同じ高校に通う親友 (さき)がピンッと指をさした先は、昨日から机に開きっぱなしにしている小学校の卒業アルバム。


今日は下校後に泊まりに来ていて、ベッドに腰を下ろした際にたまたま目についた様子。




「見てもいいけど……。ちょっと恥ずかしい」


「大丈夫、大丈夫! ……で、愛里紗は何組だったの?」



「もー、他人事だと思って。二組だよ。六年二組」




咲はアルバムを中央テーブルに置いてから座ってページをパラパラとめくる。




「あったあった! 江東 愛里紗(えとう ありさ)。これだっ! うわー、愛里紗は昔から全っ然変わってないね。そのまんま」


「おかしいなぁ~。
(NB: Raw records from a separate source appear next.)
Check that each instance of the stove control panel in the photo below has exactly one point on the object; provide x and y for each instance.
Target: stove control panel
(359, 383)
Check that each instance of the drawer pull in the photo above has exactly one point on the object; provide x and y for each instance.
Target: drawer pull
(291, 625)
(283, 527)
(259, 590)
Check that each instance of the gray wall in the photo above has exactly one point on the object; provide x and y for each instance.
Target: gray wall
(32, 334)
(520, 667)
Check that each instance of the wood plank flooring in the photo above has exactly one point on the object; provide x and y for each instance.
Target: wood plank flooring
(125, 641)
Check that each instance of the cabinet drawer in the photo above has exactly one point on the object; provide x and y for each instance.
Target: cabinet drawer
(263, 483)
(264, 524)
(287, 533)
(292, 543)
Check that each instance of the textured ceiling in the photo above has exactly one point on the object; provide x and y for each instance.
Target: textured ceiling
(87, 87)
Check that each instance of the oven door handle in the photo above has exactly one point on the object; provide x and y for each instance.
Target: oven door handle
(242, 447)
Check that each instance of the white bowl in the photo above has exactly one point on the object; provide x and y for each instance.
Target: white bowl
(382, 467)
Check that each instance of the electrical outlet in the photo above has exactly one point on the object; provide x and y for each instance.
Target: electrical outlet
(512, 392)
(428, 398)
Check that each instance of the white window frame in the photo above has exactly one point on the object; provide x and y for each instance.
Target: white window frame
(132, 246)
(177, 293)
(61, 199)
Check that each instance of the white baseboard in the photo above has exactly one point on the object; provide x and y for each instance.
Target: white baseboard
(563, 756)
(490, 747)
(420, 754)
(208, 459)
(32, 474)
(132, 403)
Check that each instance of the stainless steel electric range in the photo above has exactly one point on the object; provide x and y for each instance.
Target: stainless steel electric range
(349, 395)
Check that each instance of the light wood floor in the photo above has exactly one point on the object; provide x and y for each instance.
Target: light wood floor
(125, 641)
その頃から比べるとセクシーになってるはず」



「待って~! どの辺がセクシーになったのぉ〜? 私に言ってごらん」


「あはは、やめてよぉ」




私達はアルバムを見ながらキャーキャーとじゃれ合って、たわいもない話を続けた。



ーーしかし、この瞬間から運命の歯車が狂い始めていた。


いや、正しくは自分の知らないずっと昔から……。




咲は高校一年生から二年間同じクラス。

少し癖っ毛で鎖骨までの栗色の髪。

前髪は短くて斜めに流している。

まつ毛が長くて色白。

ほんのりピンクなほっぺはまるでお人形さんのよう。


甘えん坊な性格は、男子からは好意があると度々勘違いされてしまうほど。

私自身も優しくて可愛らしくてお人形さんのような咲が大好きだ。




ーーそう、今でも忘れられない。

あの日が来るまでは何も疑わずに過ごしていた。



彼女が裏切りさえしなければ。

誤魔化し通し続けていてくれれば。

急に素直にならないでいてくれれば……。


静かに眠り過ごしていた心は呼び覚まされなかったかもしれない。